Dutch radio and TV presenter Giel Beelen, who tested the weapon for a television programme, says: "I'd rather be tasered than be attacked by a police dog."
Energy price explosion in Netherlands
AD and De Telegraaf note how energy prices have increased explosively. Compared to this time in 2007, consumers are paying an average of EUR 12 extra per month.
AD points out, however, that the comparison is not altogether fair as this time last year energy prices were cut (in July to be precise). The reason for the rise is the increasing oil prices. In turn, the increase in energy costs is pushing up inflation.

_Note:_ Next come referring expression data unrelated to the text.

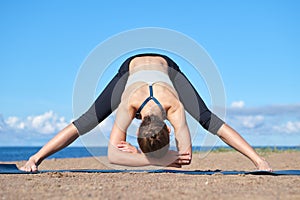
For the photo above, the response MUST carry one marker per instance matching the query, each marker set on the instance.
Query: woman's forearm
(61, 140)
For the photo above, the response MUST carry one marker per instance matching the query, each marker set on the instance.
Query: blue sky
(255, 45)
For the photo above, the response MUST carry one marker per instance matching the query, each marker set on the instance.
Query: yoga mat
(12, 169)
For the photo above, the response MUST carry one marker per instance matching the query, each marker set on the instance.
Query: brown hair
(153, 136)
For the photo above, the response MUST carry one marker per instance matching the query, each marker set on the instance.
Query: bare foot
(263, 165)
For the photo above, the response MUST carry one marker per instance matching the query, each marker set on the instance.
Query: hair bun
(153, 135)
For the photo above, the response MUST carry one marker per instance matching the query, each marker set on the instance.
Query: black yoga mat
(12, 169)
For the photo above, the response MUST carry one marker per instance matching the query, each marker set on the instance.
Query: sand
(157, 186)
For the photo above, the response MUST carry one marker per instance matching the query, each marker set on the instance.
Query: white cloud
(237, 104)
(249, 122)
(46, 123)
(288, 127)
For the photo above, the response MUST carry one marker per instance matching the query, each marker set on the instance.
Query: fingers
(30, 168)
(184, 159)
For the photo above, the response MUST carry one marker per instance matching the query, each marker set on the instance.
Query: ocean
(23, 153)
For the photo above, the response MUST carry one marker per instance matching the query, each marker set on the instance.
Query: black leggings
(110, 99)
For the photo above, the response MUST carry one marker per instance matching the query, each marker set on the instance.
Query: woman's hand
(30, 166)
(127, 147)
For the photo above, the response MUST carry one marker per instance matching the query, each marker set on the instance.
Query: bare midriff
(148, 63)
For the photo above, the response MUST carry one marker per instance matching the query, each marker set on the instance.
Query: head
(153, 136)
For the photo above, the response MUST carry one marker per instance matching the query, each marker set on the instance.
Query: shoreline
(57, 185)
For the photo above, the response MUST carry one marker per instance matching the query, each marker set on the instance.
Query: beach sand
(157, 186)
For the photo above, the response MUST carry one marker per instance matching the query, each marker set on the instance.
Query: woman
(172, 91)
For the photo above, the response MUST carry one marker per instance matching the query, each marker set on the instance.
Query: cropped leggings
(110, 98)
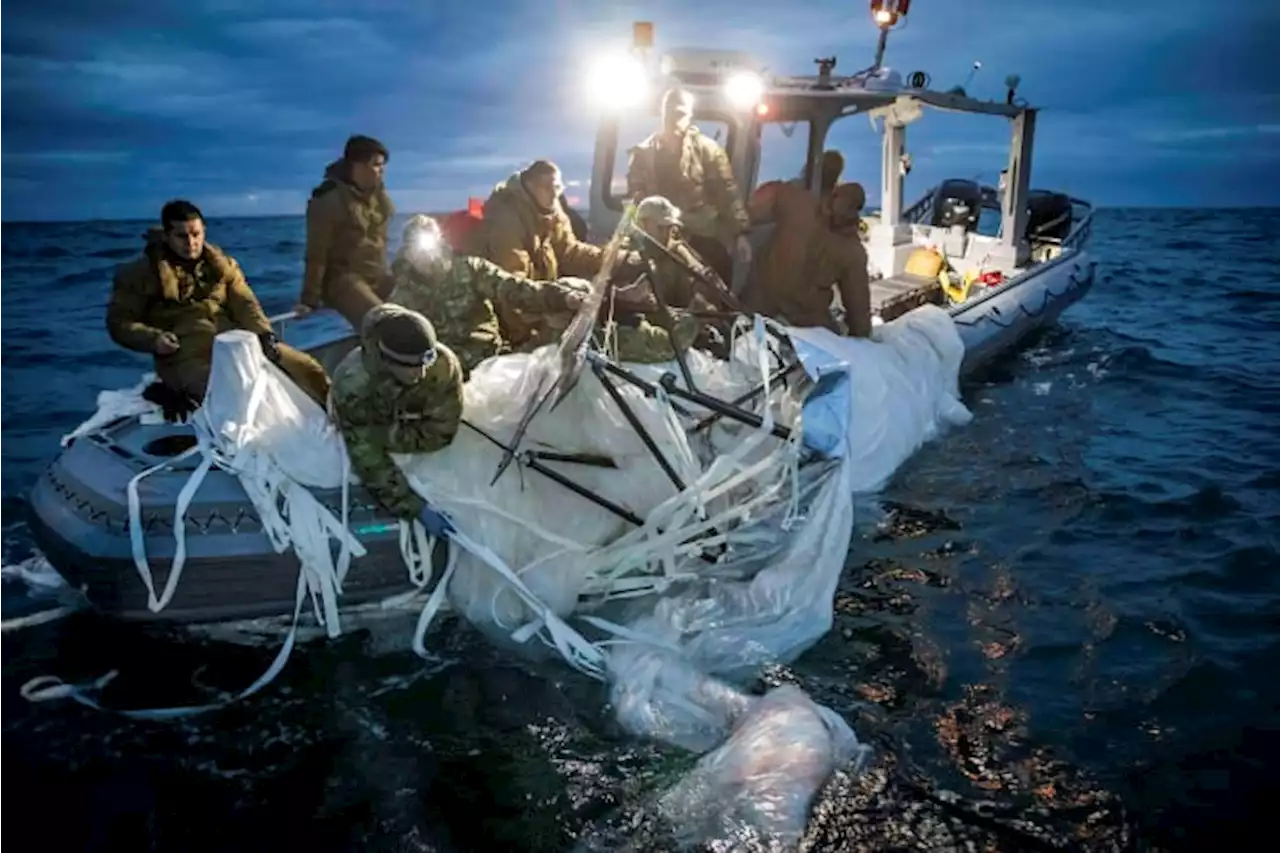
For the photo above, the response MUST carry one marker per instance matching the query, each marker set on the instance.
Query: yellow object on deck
(926, 263)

The blow is softened slightly by a cut in the transport costs of gas. The Dutch Competition Authority forced the companies responsible for gas pipelines to reduce their prices to consumers by EUR 12 per year.
AD advises consumers to change supplier every year so that they can profit from the first-year deals on offer.
"But most consumers don't like to do that," says a consumer site spokesperson.
The mayor of the Dutch city of Haarlem has played a joke on the local newspaper reports de Volkskrant. Mayor Bernt Schneiders phoned the Haarlems Dagblad to tell them he had sent a letter to the Mayor of Beijing to remind him that it was actually a Dutchman who invented printing.
Last Friday's opening ceremony of the Olympic Games celebrated Pi Sheng's 11th century invention.
In the letter that was printed on the local paper's front-page, the mayor explains printing was invented in Haarlem by Laurens Janszoon Coster in 1400 AD.
A spokesperson for Haarlem's municipal chief says it was all just a "little joke by the mayor." The paper's editor was less than amused.
The mayor's office has been inundated with calls from the media. Now it says the letter is being translated into English and will be sent to Beijing after all.
Luckily de Volkskrant puts us right on the whole matter, pointing out the Chinese invented wooden printing blocks four centuries before the German Johannes Gutenberg invented metal printing blocks for 'the West' in the 15th century.